Au regard de ces choix répétés, une question se pose désormais avec acuité : avez-vous encore la capacité ou la volonté de défendre les intérêts de ce territoire dans des conditions garantissant à la fois la cohérence des services et la protection des équipes ? Le bilan est désormais suffisamment éloquent pour que cette interrogation ne puisse plus être éludée.
Convaincu par un récit administratif consistant trop souvent à donner systématiquement raison à l’autorité, vous en perdez toute objectivité et toute analyse critique, y compris lorsque les faits sont pourtant établis.
Des déséquilibres aggravés
Pour en revenir au projet de restructuration juridique des services, il aura des conséquences très concrètes. Il maintient, voire aggrave, les déséquilibres existants dans la répartition de la charge de travail des directeurs de service sur le territoire, et par ricochet sur celle des CADEC.
De fait, la direction du STEMO d’Alès continuera de couvrir un périmètre particulièrement étendu, Alès, Bagnols-sur-Cèze et Mende, avec des distances pouvant atteindre plus de deux heures de trajet entre certains sites. L’implantation de la DT et du tribunal judiciaire à Nîmes aggrave encore le temps passé sur les routes.

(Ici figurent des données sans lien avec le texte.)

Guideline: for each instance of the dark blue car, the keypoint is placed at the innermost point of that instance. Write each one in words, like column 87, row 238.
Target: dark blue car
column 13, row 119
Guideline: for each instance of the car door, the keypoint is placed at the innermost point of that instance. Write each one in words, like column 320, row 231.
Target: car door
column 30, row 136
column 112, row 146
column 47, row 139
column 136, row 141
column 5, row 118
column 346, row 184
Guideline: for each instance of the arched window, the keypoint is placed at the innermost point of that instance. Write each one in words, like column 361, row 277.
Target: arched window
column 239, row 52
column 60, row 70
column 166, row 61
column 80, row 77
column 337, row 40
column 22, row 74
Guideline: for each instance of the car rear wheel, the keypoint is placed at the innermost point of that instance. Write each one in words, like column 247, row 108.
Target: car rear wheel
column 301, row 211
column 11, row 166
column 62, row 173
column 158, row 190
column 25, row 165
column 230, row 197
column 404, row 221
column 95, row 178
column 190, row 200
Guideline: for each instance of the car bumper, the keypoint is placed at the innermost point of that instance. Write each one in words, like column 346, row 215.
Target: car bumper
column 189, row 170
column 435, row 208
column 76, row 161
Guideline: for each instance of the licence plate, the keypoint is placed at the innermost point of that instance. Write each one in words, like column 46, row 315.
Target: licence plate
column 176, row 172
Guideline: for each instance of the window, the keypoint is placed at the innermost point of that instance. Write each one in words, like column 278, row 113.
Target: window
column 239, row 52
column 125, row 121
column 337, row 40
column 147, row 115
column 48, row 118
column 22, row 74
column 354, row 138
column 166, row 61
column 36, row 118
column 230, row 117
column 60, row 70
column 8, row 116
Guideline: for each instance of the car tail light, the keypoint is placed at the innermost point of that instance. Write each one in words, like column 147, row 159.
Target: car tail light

Dans le même temps, d’autres directions se retrouveront avec des unités concentrées dans un même bâtiment, à proximité directe de la DT et du tribunal judiciaire, créant une iniquité manifeste dans la charge de pilotage.
Autre incohérence : le rattachement de l’ancien CEF et de l’UEMO des Arènes sous une même direction.
Ce montage associerait deux logiques organisationnelles et éducatives profondément différentes : l’hébergement, qui nécessite une forte disponibilité les soirs et les week-ends, et le milieu ouvert, qui mobilise principalement les équipes en journée. À cela s’ajoutent les contraintes liées à la mission dans un contexte de forte activité.
Une telle organisation placerait inévitablement la direction dans une tension permanente et produirait un projet de service difficilement lisible. Oui, nous savons déjà que la future direction sera contrainte de « vendre » du sens aux équipes pour répondre à la commande administrative. Cela aboutira à un projet de service qui ne sera jamais réellement incarné, et, dans le même temps, l’unité des Arènes perdra le bénéfice de la correspondante insertion. Joli projet !
Enfin, une question reste entière pour les équipes : pourquoi une telle précipitation, alors même que le CEF doit fermer pour travaux pendant deux ans à compter du 1er septembre 2026 ?
Dans ce scénario, un directeur sera nommé au 1er septembre 2026 alors que la structure qu’il est censé diriger sera temporairement fermée, et qu’il n’aura en réalité qu’une seule unité à piloter avec un RUE.
La restructuration juridique liée à la réforme des UJPE aurait pu constituer une opportunité pour corriger un déséquilibre territorial ancien. Le projet actuellement présenté risque au contraire de l’amplifier.
La CGT-PJJ ne se taira pas face au mépris du dialogue social.